The Police Department, which recently received a report from the country’s science watchdog TÜBİTAK about the possibility of domestically producing the crowd control mechanism, is already preparing to begin talks with companies next year.
After receiving the green light on production with the report, the department has kicked off tender preparations to decide the company that will undertake the production of “national tear gas.”
The secret report, which was prepared on the request of Police Department, includes the results of TÜBİTAK’s opinions and examinations on production and other expenses.
In an effort to suppress country-wide protests that began in Taksim’s Gezi Park in late May, police used about two years of stocks in just a few weeks.
Before the Gezi incidents that began at the last days of May, the directorate had enough stocks to last until 2015.
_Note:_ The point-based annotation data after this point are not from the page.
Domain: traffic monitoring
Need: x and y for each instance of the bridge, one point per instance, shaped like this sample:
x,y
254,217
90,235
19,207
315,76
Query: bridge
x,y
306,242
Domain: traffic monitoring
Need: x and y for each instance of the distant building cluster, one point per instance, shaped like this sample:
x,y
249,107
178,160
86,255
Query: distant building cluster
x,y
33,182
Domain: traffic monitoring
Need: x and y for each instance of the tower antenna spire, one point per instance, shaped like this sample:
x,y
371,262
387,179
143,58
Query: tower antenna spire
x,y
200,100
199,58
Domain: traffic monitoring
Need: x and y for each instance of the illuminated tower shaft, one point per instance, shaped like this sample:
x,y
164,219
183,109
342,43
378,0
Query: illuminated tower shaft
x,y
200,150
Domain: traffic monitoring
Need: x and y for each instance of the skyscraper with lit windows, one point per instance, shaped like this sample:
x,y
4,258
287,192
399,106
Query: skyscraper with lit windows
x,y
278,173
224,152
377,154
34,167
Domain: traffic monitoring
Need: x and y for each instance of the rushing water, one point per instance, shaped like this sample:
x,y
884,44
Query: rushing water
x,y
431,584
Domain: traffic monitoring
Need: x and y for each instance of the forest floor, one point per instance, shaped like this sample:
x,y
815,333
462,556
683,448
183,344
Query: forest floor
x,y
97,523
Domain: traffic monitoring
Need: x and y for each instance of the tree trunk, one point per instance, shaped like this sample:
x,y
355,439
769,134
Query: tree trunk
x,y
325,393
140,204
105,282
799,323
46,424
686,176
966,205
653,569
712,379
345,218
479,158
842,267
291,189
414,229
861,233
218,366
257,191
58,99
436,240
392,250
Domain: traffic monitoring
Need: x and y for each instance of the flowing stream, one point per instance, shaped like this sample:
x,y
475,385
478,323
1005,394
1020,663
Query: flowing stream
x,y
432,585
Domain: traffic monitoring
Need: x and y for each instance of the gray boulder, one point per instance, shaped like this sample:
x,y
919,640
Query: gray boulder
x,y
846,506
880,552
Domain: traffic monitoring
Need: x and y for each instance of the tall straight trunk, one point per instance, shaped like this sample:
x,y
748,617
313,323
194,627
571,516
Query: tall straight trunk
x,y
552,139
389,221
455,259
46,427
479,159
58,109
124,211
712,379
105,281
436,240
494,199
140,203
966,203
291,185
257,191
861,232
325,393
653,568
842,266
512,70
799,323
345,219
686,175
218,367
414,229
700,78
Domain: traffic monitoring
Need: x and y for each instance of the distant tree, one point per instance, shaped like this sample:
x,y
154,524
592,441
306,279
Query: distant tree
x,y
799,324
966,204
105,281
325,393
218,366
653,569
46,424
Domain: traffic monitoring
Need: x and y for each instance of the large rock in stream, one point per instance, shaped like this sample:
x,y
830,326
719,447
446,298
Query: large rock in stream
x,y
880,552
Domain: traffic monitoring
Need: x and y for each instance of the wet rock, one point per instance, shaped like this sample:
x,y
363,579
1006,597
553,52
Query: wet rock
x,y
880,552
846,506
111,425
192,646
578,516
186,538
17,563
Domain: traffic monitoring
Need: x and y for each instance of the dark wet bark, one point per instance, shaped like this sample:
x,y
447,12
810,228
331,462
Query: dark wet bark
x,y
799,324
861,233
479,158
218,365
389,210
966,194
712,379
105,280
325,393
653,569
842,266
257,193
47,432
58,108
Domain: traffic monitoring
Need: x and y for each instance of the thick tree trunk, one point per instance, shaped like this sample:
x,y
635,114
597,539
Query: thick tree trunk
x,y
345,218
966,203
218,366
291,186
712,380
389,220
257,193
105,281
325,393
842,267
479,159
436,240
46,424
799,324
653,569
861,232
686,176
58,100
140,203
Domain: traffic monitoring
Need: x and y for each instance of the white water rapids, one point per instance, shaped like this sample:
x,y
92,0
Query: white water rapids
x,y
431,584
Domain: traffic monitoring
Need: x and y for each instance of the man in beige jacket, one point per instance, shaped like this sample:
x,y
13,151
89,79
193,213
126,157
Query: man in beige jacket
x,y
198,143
Due to the consumption of the stocks, the Police Department had to make an unplanned purchase of 150,000 gas bomb cartages from Brazil
and the United Kingdom in June.
Turkey’s decision to produce its own tear gas came two weeks after Amnesty International’s call on countries providing Turkish police with anti-riot equipment, including tear gas and armored vehicles, to suspend all shipments on Sept. 12.
“The Turkish police’s return to the abusive use of force in response to demonstrations underscores the need for all countries to suspend shipments of tear gas and other riot control projectile equipment and armored policing vehicles to Turkey, until steps are taken to prevent such deaths and injuries,” said Amnesty International’s Turkey researcher, Andrew Gardner.
Countries such as the United States, Israel, Britain, China, Brazil, India, Belgium and South Korea are among those who have procured such materials, the association said.